First, break character and talk to your table. The odds are, they are as surprised as you are. Call a bathroom break, give yourself a moment to think.
Now, you can simply have everyone make new characters and start again. There's nothing wrong with that if it's a pickup game. But if the characters are well-established and you're two-thirds of the way through an elaborate campaign, this is less than good.
Ask your table if they want to continue. If so, make them all ghosts.  Or have them wake up in chains, on the way to the slave market. Or have them wake up in a temple, five years later, after their bodies were recovered by questing knights.
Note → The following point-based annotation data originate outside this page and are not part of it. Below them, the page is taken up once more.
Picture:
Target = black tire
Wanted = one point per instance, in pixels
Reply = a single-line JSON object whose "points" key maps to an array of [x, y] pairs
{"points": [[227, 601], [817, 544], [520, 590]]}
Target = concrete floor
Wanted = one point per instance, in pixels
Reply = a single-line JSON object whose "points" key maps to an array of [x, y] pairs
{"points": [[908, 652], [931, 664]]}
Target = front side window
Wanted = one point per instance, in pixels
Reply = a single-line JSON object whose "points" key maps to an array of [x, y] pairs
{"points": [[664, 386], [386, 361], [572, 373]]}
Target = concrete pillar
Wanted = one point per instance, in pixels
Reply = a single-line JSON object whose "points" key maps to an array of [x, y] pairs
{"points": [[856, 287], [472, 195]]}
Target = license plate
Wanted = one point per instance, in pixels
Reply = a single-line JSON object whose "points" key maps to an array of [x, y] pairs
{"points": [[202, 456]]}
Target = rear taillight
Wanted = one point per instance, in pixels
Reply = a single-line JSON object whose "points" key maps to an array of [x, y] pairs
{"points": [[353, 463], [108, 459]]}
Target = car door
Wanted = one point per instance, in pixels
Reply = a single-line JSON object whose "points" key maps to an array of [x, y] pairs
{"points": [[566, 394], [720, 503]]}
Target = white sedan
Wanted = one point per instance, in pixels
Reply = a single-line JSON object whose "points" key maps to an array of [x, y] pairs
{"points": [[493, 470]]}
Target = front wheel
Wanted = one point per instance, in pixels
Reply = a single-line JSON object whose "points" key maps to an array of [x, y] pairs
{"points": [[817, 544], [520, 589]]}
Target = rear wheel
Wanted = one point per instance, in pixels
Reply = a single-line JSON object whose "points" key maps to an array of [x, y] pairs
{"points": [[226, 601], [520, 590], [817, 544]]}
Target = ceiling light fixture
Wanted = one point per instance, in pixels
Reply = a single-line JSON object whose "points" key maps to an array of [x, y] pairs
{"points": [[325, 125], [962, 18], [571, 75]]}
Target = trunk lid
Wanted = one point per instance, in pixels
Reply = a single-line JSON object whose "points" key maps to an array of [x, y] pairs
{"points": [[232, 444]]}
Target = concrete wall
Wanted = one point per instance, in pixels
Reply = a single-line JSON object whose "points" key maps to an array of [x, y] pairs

Just because you've killed the party doesn't mean that the story ends, after all.  Give them amnesia, toss in some kick-ass scars, let them know that they owe a 'favor' to an unsavory sort, etc.  There are many ways to recover from a TPK that doesn't mean rolling up a new set of characters and allows your campaign, the shared story you are telling with your table, continue. A few dents and scars build character, after all.
Above all, don't let it shake you! Trust us, killing your whole table by mistake is no fun, but it happens to everybody, sooner or later. The key isn't that there was a wipe, the key is how the GM and their players recover from it.